Kelsay was limited to taking part in only individual drills in practice Monday, when the Bills returned from an extended weekend break following their 19-14 win over Miami on Thursday. If all goes well, Kelsay expects to practice Wednesday and be ready for Sunday, when the Bills (4-6) play at Indianapolis (6-4).
The Bills are already depleted at defensive end, with starter Mark Anderson (left knee) expected to miss at least one more game since having surgery.
The news is promising for Jackson, too, after the running back missed last week's game since sustaining a concussion in the final minutes of a 37-31 loss at New England on Nov. 11.
Coach Chan Gailey said Jackson is expected to complete his NFL-mandated post-concussion tests on Tuesday, which would clear him to return to practice the following day.
"Everything's on track for him to be ready to go Wednesday," Gailey said. "He says he's feeling well."
Jackson attended a morning walk-through and then watched the afternoon practice from the sideline. NFL rules exempted him from speaking to reporters — or host his weekly TV show broadcast on Monday night — because of his concussion. Jackson did appear to be in an upbeat mood after he playfully grabbed a teammate in a headlock while heading out the locker room door.
The mood is significantly brighter in Buffalo since the win over Miami. The Bills snapped a three-game skid and won for only the second time in seven games to stay in the fringes of the AFC playoff hunt.
With six games left, Buffalo is in the mix of five teams at 4-6, with only three teams ahead of them competing for the conference's two wild card playoff spots. Indianapolis and Pittsburgh are both 6-4, while Cincinnati's 5-5.
That's enough for the Bills to believe they've got a shot, while acknowledging they've left themselves very little margin for error.
"Last week, it was keeping the season alive, and it's the same thing now," receiver Stevie Johnson said. "If we win, we know we still have hope of the playoffs."
Getting healthier is a switch for a team that's previously unraveled because of injuries. That includes last year, when a mounting number of injuries led to the Bills losing eight of their last nine following a 5-2 start.

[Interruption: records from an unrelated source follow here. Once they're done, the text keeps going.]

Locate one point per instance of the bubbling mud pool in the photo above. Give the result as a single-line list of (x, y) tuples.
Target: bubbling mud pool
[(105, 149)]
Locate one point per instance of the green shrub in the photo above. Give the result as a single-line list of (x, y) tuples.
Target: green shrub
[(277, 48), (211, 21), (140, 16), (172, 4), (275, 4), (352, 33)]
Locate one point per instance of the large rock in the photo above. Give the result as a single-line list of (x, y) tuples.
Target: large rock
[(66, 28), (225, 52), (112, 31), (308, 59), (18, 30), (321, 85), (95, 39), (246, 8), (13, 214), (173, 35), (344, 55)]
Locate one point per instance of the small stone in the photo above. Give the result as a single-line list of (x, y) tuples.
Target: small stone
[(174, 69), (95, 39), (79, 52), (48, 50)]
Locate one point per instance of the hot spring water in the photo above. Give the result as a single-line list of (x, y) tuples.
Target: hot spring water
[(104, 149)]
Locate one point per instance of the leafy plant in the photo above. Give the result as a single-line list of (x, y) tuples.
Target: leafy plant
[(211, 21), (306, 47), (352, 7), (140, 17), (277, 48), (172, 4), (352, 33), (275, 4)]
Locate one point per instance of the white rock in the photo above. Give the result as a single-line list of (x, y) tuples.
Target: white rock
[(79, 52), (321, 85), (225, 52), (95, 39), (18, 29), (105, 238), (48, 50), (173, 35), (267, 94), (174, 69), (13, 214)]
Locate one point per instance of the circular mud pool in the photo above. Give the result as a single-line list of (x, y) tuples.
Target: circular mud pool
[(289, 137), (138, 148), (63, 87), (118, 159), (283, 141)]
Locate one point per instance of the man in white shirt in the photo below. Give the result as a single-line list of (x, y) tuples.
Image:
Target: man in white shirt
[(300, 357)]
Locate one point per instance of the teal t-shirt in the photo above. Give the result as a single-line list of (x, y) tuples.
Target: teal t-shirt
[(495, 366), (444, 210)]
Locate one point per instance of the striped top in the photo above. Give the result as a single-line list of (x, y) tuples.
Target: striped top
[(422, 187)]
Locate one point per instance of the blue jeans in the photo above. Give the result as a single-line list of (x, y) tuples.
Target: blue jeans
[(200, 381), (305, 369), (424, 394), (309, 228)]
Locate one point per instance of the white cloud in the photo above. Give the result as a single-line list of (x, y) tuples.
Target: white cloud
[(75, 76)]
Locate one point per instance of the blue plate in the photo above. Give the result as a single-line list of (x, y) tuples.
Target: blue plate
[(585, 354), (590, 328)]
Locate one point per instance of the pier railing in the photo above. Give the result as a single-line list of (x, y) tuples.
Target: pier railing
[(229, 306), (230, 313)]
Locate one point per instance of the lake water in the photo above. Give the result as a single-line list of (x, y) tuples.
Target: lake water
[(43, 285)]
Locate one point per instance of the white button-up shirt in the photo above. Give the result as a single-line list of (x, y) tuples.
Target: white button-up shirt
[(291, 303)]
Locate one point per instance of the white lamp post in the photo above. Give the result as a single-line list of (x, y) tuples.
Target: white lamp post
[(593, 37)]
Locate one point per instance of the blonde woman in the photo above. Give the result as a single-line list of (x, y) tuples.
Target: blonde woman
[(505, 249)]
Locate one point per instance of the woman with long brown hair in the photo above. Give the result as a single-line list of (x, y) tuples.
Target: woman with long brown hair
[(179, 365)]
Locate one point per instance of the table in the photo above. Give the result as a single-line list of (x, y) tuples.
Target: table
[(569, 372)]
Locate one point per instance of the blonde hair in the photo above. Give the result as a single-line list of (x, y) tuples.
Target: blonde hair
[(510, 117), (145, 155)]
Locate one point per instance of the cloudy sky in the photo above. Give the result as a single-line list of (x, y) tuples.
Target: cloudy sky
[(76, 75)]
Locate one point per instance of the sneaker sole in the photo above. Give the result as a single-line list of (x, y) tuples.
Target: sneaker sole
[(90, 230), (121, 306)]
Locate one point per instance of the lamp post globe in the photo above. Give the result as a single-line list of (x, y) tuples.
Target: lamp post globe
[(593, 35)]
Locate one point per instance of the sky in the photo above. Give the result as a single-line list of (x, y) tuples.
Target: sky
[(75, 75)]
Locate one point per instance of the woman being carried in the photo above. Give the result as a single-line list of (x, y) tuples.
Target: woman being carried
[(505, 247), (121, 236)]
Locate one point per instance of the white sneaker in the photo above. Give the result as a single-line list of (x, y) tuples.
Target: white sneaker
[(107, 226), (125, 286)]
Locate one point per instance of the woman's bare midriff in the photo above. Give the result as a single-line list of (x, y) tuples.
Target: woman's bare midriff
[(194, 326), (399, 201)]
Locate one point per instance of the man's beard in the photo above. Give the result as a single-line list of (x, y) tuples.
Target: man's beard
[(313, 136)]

Knock on wood, Gailey's hoping the trend reverses this year.
"When you can start to get healthy toward the end, that's always big," Gailey said. "And if we can continue to do that, and we don't lose any more, that bodes well for us."
Gailey did confirm the Bills were preparing to place tight end Mike Caussin on season-ending injured reserve because the player's surgically repaired right knee has not yet fully healed. The Bills had until Monday to determine whether to activate Caussin, who opened the season on the unable-to-perform/reserve list.
The second-year player accepted the team's decision, saying his knee was not yet strong enough to handle the extra workload of practice over the past three weeks.
"It was a little too much, too quick," Caussin said. "It's the best thing for me, really. It gives me a chance to get back, get healthy and perform better for this team."
Caussin had surgery in late January after tearing two ligaments in a 40-14 win over Denver on Dec. 24.